Given all the tech I’ve played with over the years, I’d be comfortable calling myself a Windows/Android guy with some earthy tones of Linux and the occasional smooth draws of Mac. I like to keep up to date and current on what’s going on in commercial tech platforms for two (and a half) reasons. The first is personal – i’m a tech geek, and being more informed and knowing different platforms makes my purchasing decisions more well informed and in line with what I need. The second is professional – my career is primarily one of being the IT and technology alpha nerd, and I’d call geeking out part of my job description. That last “and a half?” The more platforms, operating systems and “sides” I know, the more credibility I have talking tech, and the less I have to deal with folks associating my opinions with being a pure fanboy of any given platform.
Because fanboyism and fangirlism irk me. Ohhh kids it irks me something improper. I like what I like because I’ve tested a lot of things, and through that testing formulated my own opinion based on a wide array of experiences. I like PCs running Windows 7. I prefer Android-powered devices. It’s just how I roll. That doesn’t mean I hate all things Apple – on the contrary I feel the vast majority of their products are really a solid set of devices. And they back that up with sales, as well as a fiercely loyal fan base that in my opinion has supported the "Cult of Mac" moniker that it has come to be known as over the last decade, rivaling the following of some organized religions. But when the iPhone was still pretty much on its own in the touchscreen smartphone game, it was all about “cool.” With the rise of Android, the sentiment of “cool” was somehow converted into one of elitism.
You see kids, the iPhone isn’t iAlone anymore (see what I did there?). It has competition now. What the rise of Android has done is one very major thing sociologically, namely the creation of two completely polarized groups of users: the "I won't touch anything non-Apple" camp and the "Apple is for the computer illiterate, sheep and hipsters locked in groupthink" faction.

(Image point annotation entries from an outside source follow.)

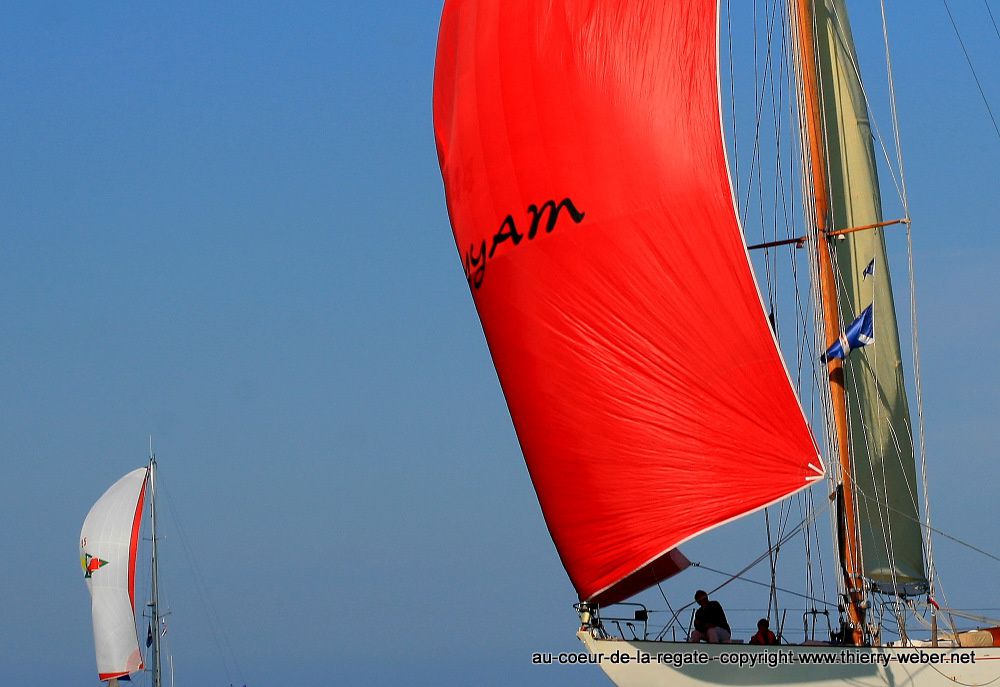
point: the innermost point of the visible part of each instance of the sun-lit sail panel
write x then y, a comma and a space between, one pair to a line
879, 417
587, 186
108, 543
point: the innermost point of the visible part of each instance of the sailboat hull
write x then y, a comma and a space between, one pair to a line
650, 663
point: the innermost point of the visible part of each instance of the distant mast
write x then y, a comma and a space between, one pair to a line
816, 161
154, 603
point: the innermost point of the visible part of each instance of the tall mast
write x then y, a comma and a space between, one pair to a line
848, 551
154, 603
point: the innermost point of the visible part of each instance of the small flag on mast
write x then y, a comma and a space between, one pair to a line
859, 333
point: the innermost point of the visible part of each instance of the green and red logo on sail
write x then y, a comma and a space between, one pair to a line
91, 564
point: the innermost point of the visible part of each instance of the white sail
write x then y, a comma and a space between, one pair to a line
108, 543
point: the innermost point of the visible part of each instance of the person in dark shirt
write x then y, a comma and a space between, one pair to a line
710, 624
764, 634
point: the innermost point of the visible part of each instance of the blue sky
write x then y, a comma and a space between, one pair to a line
223, 226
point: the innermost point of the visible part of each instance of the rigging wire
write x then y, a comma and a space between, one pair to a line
972, 68
992, 19
215, 624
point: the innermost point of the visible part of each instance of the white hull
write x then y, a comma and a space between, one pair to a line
857, 666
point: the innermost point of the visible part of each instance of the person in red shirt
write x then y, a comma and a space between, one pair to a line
764, 635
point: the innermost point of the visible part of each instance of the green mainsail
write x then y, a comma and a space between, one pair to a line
881, 439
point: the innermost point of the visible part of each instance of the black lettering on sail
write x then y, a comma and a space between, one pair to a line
511, 233
553, 215
477, 261
546, 215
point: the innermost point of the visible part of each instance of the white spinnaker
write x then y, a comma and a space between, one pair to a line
108, 543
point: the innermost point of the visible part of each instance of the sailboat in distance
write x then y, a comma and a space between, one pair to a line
109, 543
585, 169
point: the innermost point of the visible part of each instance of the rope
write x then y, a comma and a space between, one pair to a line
975, 76
992, 20
215, 625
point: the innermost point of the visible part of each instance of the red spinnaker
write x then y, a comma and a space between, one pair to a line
584, 167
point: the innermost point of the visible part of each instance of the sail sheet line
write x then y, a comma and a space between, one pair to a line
972, 68
898, 183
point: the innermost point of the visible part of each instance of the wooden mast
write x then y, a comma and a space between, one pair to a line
850, 559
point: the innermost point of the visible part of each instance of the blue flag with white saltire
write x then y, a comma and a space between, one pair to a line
859, 333
869, 270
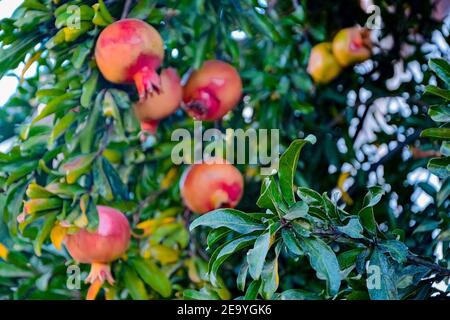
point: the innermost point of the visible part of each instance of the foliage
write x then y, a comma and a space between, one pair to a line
338, 245
77, 143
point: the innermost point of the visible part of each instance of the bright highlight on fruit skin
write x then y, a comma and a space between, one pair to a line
157, 107
209, 186
323, 66
212, 91
108, 243
131, 50
352, 45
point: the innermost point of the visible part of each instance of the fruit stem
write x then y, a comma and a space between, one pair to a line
147, 81
94, 289
220, 199
150, 126
203, 104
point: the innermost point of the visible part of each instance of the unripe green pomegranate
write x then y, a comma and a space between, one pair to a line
323, 66
352, 45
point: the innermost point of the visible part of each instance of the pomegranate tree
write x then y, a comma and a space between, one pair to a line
352, 45
208, 186
323, 66
156, 107
131, 50
108, 243
212, 91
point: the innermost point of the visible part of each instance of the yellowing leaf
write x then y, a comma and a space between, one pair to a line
57, 236
36, 56
169, 178
3, 252
340, 185
82, 221
164, 254
149, 226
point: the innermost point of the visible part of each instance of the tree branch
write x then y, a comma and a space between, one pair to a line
433, 266
335, 234
126, 9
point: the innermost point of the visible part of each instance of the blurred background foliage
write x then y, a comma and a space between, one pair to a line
367, 123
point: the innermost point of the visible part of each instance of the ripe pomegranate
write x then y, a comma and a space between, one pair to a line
352, 45
157, 107
208, 186
322, 65
108, 243
131, 50
212, 91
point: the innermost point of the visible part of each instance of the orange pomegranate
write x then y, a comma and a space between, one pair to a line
131, 50
208, 186
212, 91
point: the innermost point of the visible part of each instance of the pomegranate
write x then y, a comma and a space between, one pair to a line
322, 65
212, 91
208, 186
352, 45
130, 50
108, 243
157, 107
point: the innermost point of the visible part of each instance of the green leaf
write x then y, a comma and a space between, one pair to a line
242, 276
380, 280
440, 113
310, 196
200, 295
442, 68
12, 271
373, 196
222, 253
353, 229
216, 235
134, 285
257, 255
77, 166
396, 249
63, 124
80, 54
291, 242
288, 165
270, 279
44, 231
57, 105
324, 261
230, 218
153, 276
88, 89
348, 258
253, 290
440, 167
270, 196
436, 91
367, 219
298, 210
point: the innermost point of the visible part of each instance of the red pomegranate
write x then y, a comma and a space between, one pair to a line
108, 243
208, 186
352, 45
212, 91
131, 50
157, 107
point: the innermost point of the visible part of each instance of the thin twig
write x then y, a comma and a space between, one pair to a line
433, 266
144, 203
334, 234
126, 9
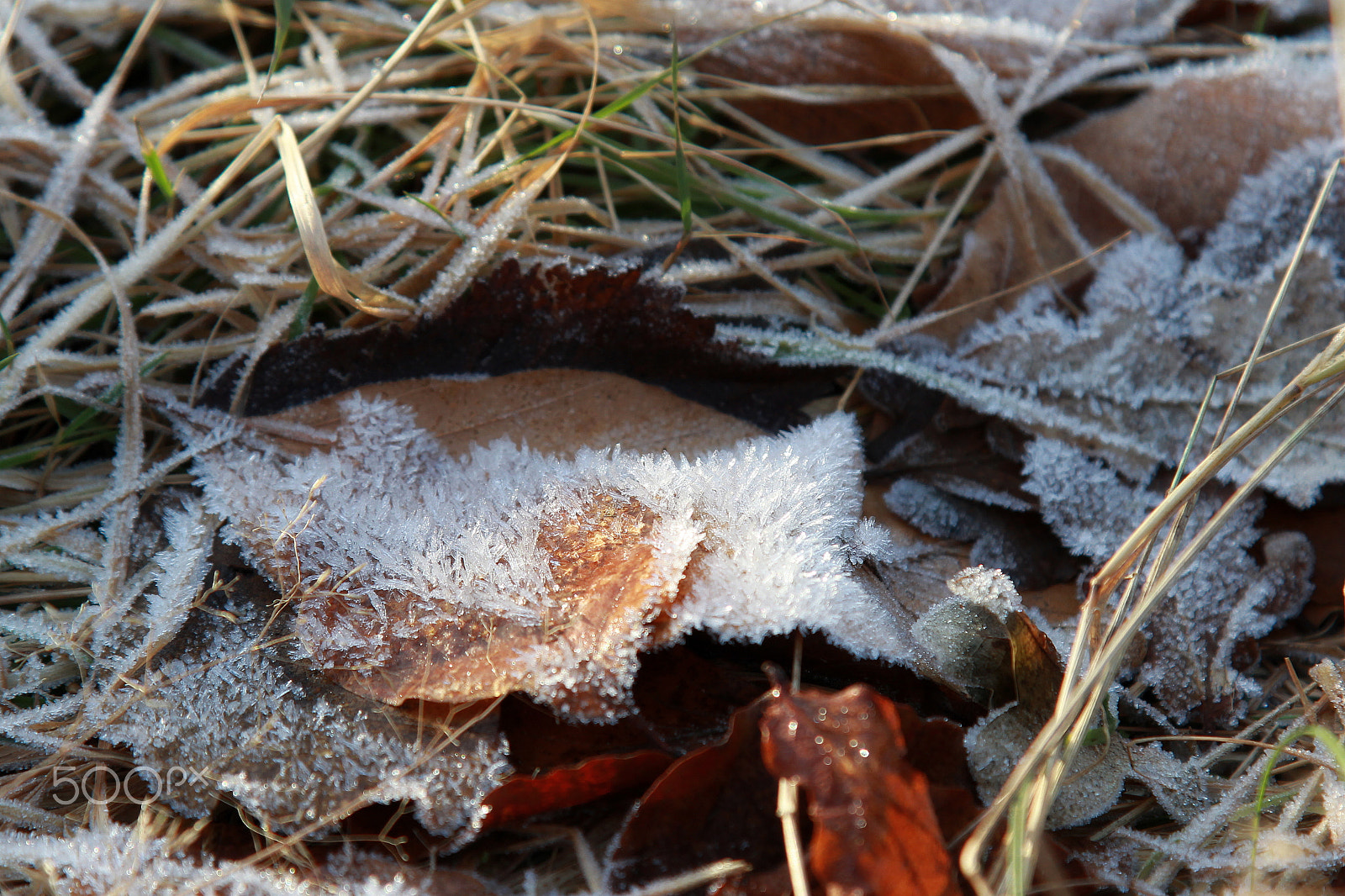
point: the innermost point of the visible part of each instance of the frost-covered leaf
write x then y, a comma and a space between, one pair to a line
528, 316
981, 642
1125, 378
226, 709
1221, 603
1180, 151
423, 572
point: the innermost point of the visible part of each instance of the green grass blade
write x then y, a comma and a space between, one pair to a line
683, 177
284, 10
306, 308
156, 167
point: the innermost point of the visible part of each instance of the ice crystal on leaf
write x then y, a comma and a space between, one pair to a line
1125, 378
225, 710
1224, 599
120, 858
419, 573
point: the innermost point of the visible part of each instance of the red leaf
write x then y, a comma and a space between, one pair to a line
716, 802
521, 798
874, 826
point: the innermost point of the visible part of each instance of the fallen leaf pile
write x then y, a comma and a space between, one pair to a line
434, 510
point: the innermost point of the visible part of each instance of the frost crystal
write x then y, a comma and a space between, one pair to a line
1125, 378
219, 710
424, 575
1224, 599
125, 860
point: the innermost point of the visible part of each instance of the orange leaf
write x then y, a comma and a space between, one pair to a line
874, 826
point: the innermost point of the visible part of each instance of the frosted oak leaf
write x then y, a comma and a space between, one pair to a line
424, 568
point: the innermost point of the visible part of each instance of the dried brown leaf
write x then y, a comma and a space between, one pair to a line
874, 825
1180, 151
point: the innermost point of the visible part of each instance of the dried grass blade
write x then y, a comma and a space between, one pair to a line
330, 275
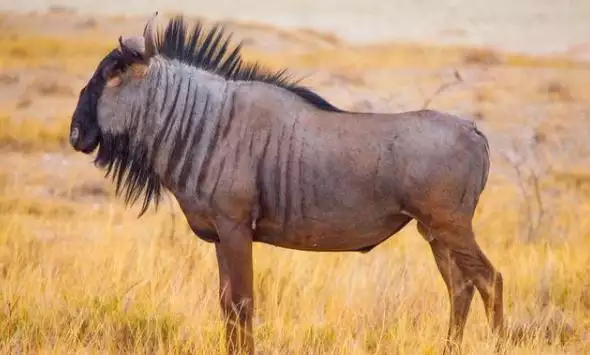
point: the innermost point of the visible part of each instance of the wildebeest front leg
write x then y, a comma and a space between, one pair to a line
234, 258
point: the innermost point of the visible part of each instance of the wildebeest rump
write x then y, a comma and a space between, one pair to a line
251, 156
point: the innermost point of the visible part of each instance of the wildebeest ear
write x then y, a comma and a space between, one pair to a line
133, 55
133, 49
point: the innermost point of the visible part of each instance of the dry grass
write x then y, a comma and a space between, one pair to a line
81, 274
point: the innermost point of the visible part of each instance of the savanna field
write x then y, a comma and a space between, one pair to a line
81, 274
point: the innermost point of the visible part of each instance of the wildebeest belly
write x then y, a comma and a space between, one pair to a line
314, 235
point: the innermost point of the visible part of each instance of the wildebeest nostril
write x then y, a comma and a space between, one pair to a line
75, 135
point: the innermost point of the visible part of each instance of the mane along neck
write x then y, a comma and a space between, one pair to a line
210, 51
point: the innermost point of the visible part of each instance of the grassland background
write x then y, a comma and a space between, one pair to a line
79, 273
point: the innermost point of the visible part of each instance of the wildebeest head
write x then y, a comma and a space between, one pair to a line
104, 101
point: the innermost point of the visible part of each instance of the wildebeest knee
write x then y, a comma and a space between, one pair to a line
237, 306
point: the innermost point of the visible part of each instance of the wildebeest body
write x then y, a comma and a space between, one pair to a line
251, 157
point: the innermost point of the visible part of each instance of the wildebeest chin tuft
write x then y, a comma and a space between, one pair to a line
131, 168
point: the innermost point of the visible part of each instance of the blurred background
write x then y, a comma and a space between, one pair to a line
80, 273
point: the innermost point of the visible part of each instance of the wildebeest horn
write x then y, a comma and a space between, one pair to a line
135, 44
149, 35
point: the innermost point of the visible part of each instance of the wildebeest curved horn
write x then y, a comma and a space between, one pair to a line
149, 35
135, 44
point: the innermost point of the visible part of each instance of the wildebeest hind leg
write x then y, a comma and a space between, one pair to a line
460, 290
476, 267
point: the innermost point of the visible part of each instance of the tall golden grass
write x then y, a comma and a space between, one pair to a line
79, 273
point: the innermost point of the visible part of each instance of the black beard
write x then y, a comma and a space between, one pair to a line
130, 168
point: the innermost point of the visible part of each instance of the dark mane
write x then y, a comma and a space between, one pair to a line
210, 51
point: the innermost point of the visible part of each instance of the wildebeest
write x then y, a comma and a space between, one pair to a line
252, 156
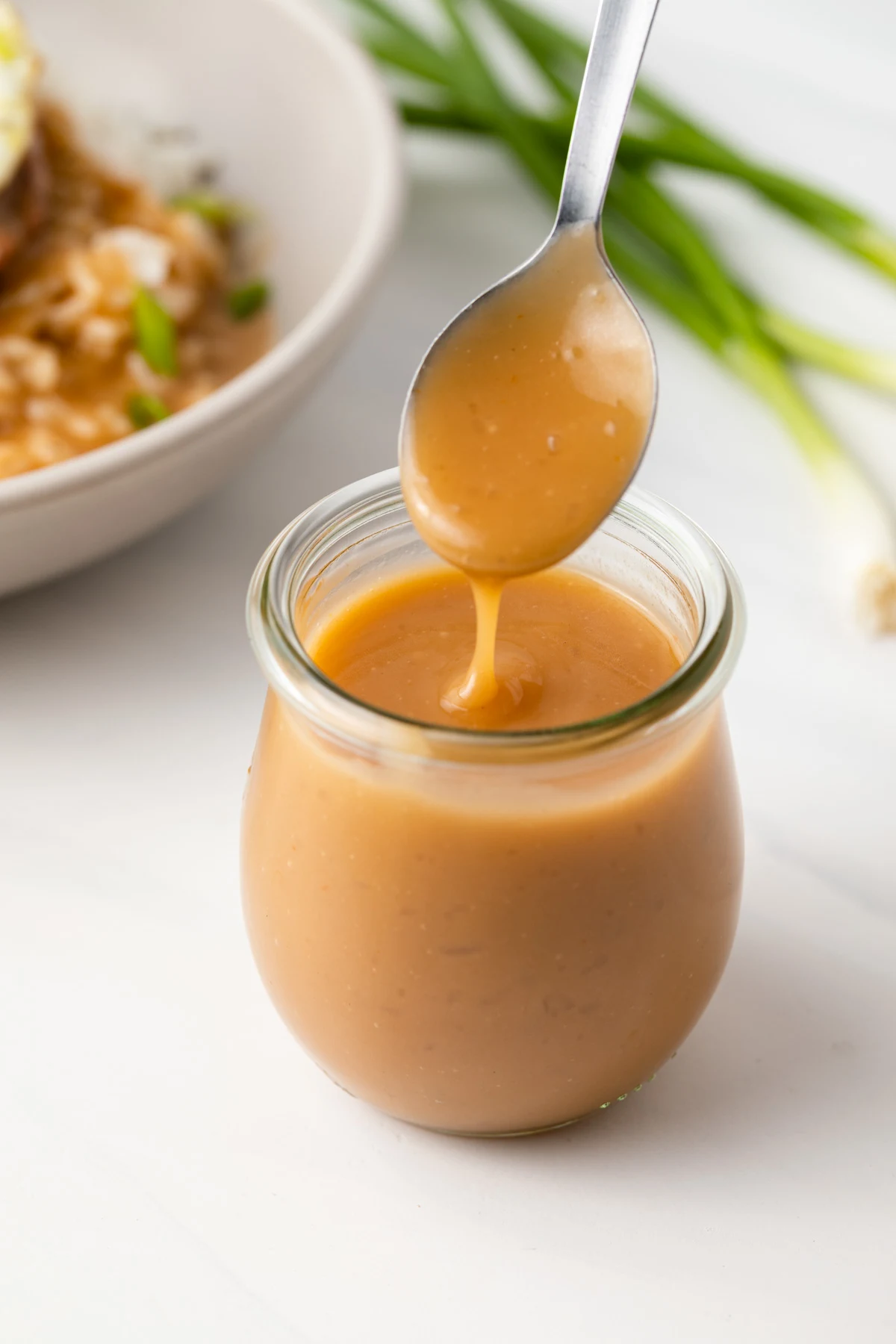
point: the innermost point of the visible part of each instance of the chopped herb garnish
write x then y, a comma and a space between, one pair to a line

Adding competition naturally drove the poles of these groups to consider each other the enemy, instead of just two kinds of tech that accomplish similar goals. Hell I’ve never seen anything this heated in consumer tech before, including Intel vs. AMD. That fierce brand loyalty Apple has build does come off as elitist fanaticism sometimes, but at the same time Android side is no less guilty of elitism.







Article comments
1 - Alex
Having fans on both sides is a matter of marketologists doing their jobs. But for developers this means additional problems if they want to make an app that works equally well on all devices.
2 - Nancy Brown
The fight between iPhone and Android os is never ending with a latest turn being the Samsung patents case, iPhone still seems to have an upper hand with better innovations to provide, while Android is affordable and as a great market around the world.